As he performed meritorious deeds during the King, he was conferred with Chanhwagongsin and Jincheonbaek. Baek was a position of politicians who were responsible for administration, judicial affairs and economy in the district. As the government created him Jincheonbaek, his family started regarding Jincheon as their origin. Hence, the family origin became Jincheon Song.

When he was in the position of Sangsanbaek, he tried to be just and fair in all the administrative affairs and emphasized the welfare of his people. He also focused on education for the youth and courtesy for people, contributing to a reputation for orderly and respectful behavior in the region. After that, he was remembered and respected for his efforts.

During the insurrection of Yi Cha-gyŏm in the 4th year of King Injong of Goryeo's reign in 1126, he was killed by a rebellious band led by Ch'ŏk Chun-gyŏng while escorting the king. After the rebels were put down, Song In was posthumously named 'meritous subject' and titled Lord Sangsanbaek.

Song was born in Durujinmaeul (village), Duchon-ri, Deoksan-myeon.

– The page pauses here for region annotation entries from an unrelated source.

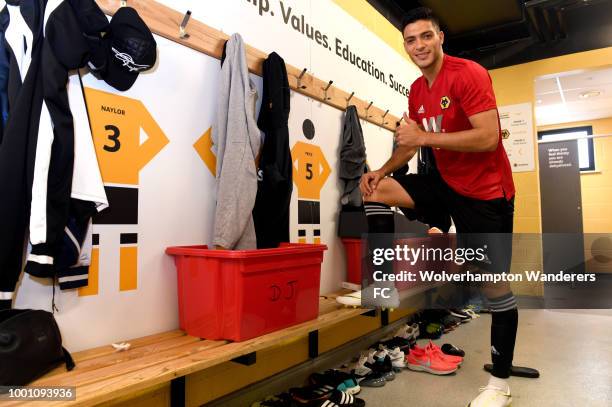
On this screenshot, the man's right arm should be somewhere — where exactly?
[359,146,416,196]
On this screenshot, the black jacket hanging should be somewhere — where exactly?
[253,52,293,249]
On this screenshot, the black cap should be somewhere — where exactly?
[90,7,157,91]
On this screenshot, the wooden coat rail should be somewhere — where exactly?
[96,0,400,131]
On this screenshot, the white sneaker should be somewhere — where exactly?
[348,353,372,377]
[336,284,400,309]
[376,345,406,372]
[394,323,420,339]
[468,384,512,407]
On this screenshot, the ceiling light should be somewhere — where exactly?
[578,90,601,99]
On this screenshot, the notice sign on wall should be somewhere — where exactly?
[499,103,535,172]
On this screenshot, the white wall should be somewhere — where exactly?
[11,0,416,351]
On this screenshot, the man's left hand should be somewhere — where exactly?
[394,113,426,148]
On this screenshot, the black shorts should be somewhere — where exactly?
[394,174,514,273]
[298,199,321,225]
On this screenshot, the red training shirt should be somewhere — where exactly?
[408,55,514,200]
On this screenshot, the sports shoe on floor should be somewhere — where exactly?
[406,348,457,375]
[394,323,419,340]
[462,308,480,319]
[375,345,406,373]
[468,384,512,407]
[251,393,294,407]
[336,283,400,309]
[322,391,365,407]
[419,322,444,339]
[425,341,463,366]
[379,336,416,354]
[289,384,335,405]
[449,309,472,322]
[309,369,361,395]
[365,355,395,382]
[343,353,387,387]
[440,343,465,358]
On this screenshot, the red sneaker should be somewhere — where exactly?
[406,346,457,375]
[425,341,463,366]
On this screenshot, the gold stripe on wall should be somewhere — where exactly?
[332,0,412,64]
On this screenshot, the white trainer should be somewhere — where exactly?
[468,384,512,407]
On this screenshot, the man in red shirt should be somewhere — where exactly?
[360,8,518,407]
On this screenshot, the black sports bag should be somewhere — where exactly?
[0,309,74,386]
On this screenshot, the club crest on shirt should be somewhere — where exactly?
[440,96,450,110]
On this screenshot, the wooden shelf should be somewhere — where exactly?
[2,294,378,406]
[96,0,399,131]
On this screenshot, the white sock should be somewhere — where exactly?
[489,376,510,393]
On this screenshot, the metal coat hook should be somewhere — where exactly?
[366,101,374,118]
[298,68,308,89]
[321,81,334,100]
[179,10,191,39]
[346,92,355,107]
[395,116,404,127]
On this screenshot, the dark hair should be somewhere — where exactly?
[402,7,440,33]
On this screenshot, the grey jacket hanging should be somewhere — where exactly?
[340,106,366,206]
[212,34,261,249]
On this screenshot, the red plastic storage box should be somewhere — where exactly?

He was promoted to Pyeongjangsa, which was the highest government position in the period.

==Tomb of Song In==

North Chungcheong Province Monument No. 91
Location: Duchon-ri, Deoksan-myeon, Jincheon-gun

This is the tomb of Song In (? – 1126). It has a rectangular-shaped protective wall surrounding the tomb, typical of the Goryeo style. There are two tombstones erected in the late Joseon Dynasty period.

In the grave area, there are many tombs that belong to the clan. In front of his tomb stands the jaesil (chamber for memorial rites) with the tablet reading 'Sangsanjae'.

His grave is in Duchon-ri, Deoksan-myeon, which had been called Duruji, Sanjeong-myeon. The beautiful peak behind his grave is called Mountain Bibong which was named after Bongsae (bird) that is said to live in heaven and to fly down to sit on the summit. However, after the statue was inscribed with Song In, the founder of Jincheon Song, the peak was compared to a slowly dropping ume flower. Thus, Mountain Bibong was called Maesanbibong, in which 'Mae' was named after an ume flower instead of a bird.

As he was a meritorious subject and served as a Pyeongjangsa (higher government official), the government ordered his grave mound to be surrounded by stones and a monument. The grave is one of the oldest ones in Jincheon and is recorded in Seokchong (stone tomb) in Hwanyeoseungram.

Thousands of descendants of the Jincheon Song clan are living across the nation. Song Guk-cheom and Song Eon-gi who were devoted to fight against the Mongolian invasion into Goryeo are also the offspring of Jincheonbaek.